Re: Is Glen a Pragmatist?
Posted by
gepr on
URL: http://friam.383.s1.nabble.com/Is-Glen-a-Pragmatist-tp7597725p7597726.html
Yes, I do like that appendage and hadn't read it. Thanks.
I've been accused of Hegelianism more than once, the most stark in a conversation about how to best model the diffusion of innovation, wherein I played the Adversary to an assumption that the concepts of self-organization in physics extend to social systems. But I'm pretty sure I reject (what I infer from) the phrase "self-correcting". I would prefer "sticks close to something" or "fidelity", which may mean make it *sound* like I'm more Piercian than Hegelian.

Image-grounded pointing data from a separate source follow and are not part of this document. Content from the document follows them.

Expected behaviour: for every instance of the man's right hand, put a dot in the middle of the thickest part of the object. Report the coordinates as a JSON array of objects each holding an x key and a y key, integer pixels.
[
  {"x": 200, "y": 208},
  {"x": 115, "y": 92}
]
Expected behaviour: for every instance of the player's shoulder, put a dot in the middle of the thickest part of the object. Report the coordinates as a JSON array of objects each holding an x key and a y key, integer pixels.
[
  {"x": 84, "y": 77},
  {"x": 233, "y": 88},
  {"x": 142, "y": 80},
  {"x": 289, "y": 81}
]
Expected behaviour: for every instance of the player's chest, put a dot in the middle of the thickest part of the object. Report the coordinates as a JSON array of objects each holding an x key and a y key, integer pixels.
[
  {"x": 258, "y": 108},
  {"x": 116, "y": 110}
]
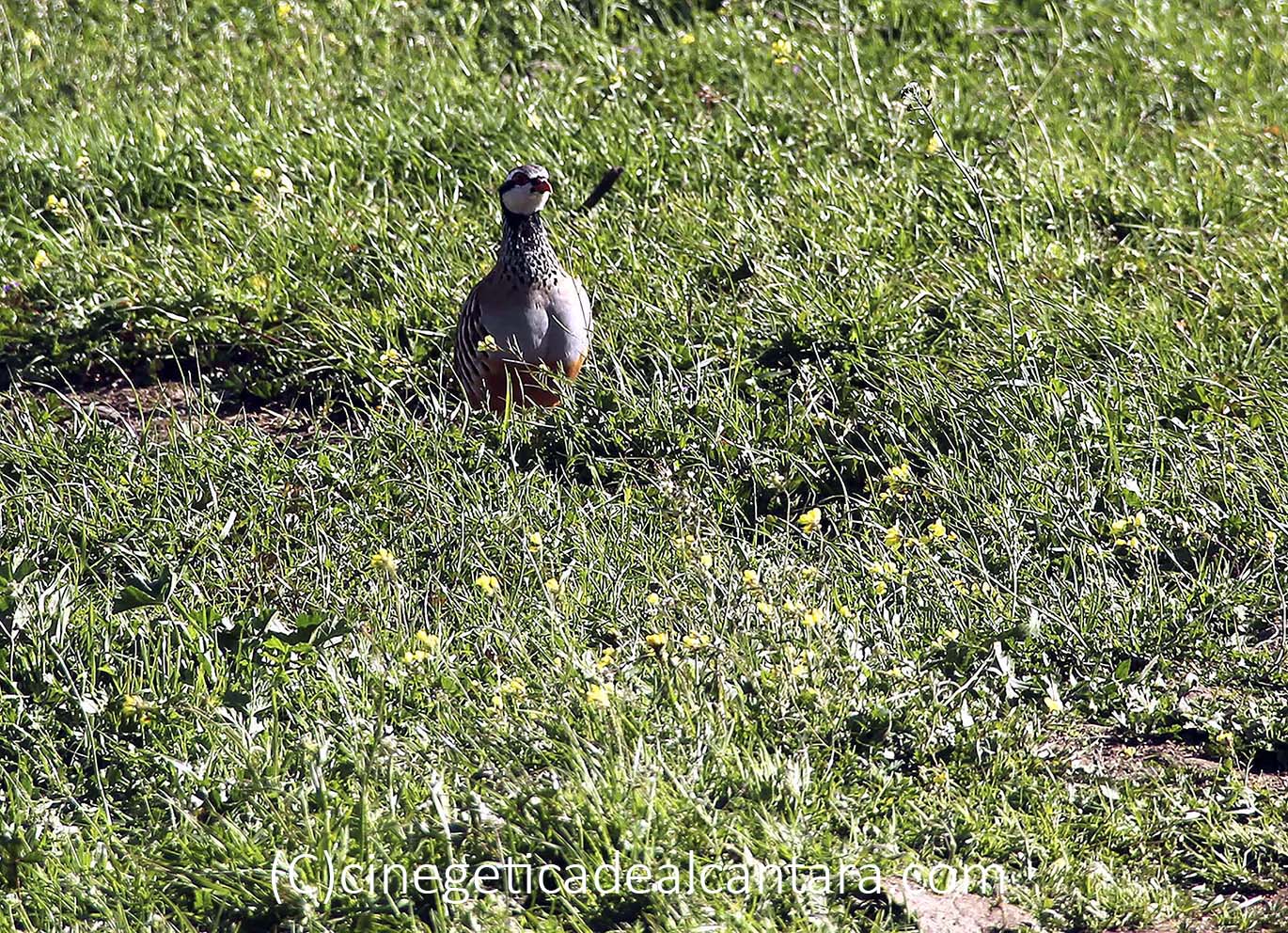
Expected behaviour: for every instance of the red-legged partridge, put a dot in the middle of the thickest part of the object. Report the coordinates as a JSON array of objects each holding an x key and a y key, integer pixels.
[{"x": 527, "y": 315}]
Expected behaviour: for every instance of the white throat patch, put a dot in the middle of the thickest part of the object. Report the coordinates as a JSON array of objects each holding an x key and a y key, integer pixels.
[{"x": 522, "y": 200}]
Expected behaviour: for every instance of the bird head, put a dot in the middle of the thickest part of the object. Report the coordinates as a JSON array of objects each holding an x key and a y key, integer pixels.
[{"x": 526, "y": 190}]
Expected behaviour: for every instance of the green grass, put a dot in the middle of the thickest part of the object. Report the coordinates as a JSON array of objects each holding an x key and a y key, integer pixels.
[{"x": 794, "y": 296}]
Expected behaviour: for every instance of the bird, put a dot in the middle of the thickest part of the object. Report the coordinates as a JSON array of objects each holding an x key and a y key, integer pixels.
[{"x": 527, "y": 317}]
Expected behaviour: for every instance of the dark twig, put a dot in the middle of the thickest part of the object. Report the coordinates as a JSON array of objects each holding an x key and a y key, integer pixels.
[{"x": 605, "y": 185}]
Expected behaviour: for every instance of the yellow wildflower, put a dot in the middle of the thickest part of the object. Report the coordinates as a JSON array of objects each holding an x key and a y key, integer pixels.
[
  {"x": 810, "y": 521},
  {"x": 899, "y": 474},
  {"x": 696, "y": 640},
  {"x": 894, "y": 536},
  {"x": 393, "y": 359},
  {"x": 384, "y": 561}
]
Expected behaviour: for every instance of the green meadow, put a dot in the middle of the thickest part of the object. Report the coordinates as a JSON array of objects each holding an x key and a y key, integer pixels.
[{"x": 922, "y": 500}]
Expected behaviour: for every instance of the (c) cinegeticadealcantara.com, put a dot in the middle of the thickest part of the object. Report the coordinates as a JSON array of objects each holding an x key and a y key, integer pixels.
[{"x": 310, "y": 877}]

But the truth is I'm agnostic through and through.
I'm a real-life Towlie:
https://youtu.be/1Y_7P9Ce9UcOn 7/9/20 2:02 PM,
[hidden email] wrote:
> I thought Glen might like this:
>
> This Hegelian view is virtually identical with the so-called epistemological fallibilism (more on which later in this essay) that occupied such a prominent position in Peirce's thinking. For Peirce, /every/ intellectual position is open to criticism and further investigation. Thus for both Peirce and Hegel there is /no/ final, fixed intellectual position free from any potential for being revised; and the processes of revision are in the long run self-correcting.
>
> It’s from
https://plato.stanford.edu/entries/peirce/self-contextualization.html>
> Although, come to think of it, he might disagree with the part after the semi-colon; i.e., he might belief that science is a random walk.